The creative business is tough. I’ve seen some of the most observant, talented people I know flame out. Not because they weren’t good, but because they believed the job was about the work. It isn’t. The job is about results.
I learned this the hard way when I took a break from agency life to cofound a startup. Suddenly, my work wasn’t about what looked good, it was about what worked. And when your biggest client walks out the door, the kerning on your homepage doesn’t matter.
Design is a tool. And like any tool, its value is in how it’s used. At Woods, we don’t build for beauty. We build for outcomes. We’ve always seen branding as the act of aligning business strategy with emotional connection—design just happens to be one of the ways we deliver that.

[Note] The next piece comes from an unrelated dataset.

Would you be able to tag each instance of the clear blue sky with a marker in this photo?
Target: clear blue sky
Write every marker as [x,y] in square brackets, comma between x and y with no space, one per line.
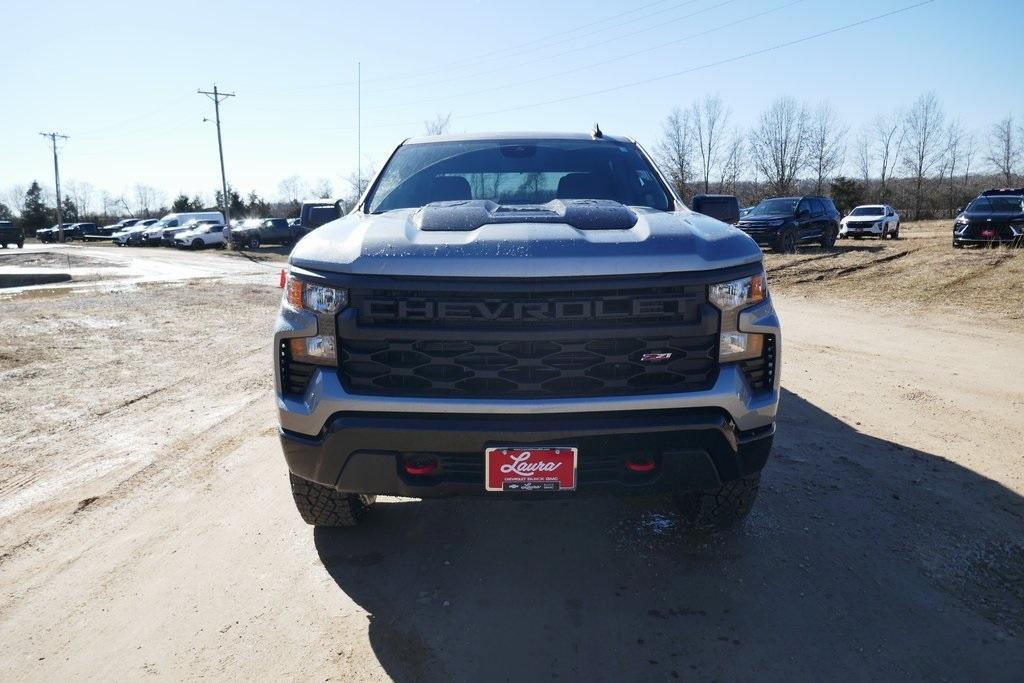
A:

So when I see AI democratizing access to design, I don’t panic. I get excited. Because if good design becomes available to everyone, then the people who were getting by on polish alone are about to get exposed. And the ones who have always focused on clarity, purpose, and connection? We’ll be just fine.
Art will still have a place. It always has. Photography didn’t kill painting, it gave birth to abstraction. Printing didn’t kill calligraphy, it helped literacy thrive. The tools change. The medium evolves. The need for creative thinking does not.
Rick Rubin once said, “Only make art for yourself. Never consider the audience.” That’s a beautiful sentiment. But let’s be clear—that’s not what we do. We don’t make art for ourselves. We make creative work in service of business results. Don’t confuse the two.
Our job is to help clients connect with people who care, to communicate what they stand for, and to do it in a way that builds trust and drives action. If a machine can help with part of that, great. But there are parts of this job that cannot be prompted. You can’t fake gut instinct. You can’t automate empathy. You can’t outsource meaning.
What AI is exposing is the difference between decoration and design. Between content and communication. Between production and purpose.
Creativity is not about tools. It never has been. It is a way of thinking. A way of solving. A way of connecting. And that makes it more valuable now than ever.
So yeah, I’m excited. Not because I know what comes next. But because I know where we stand.
Woods has never been about the tools. It’s always been about the thinking. And that’s not going anywhere.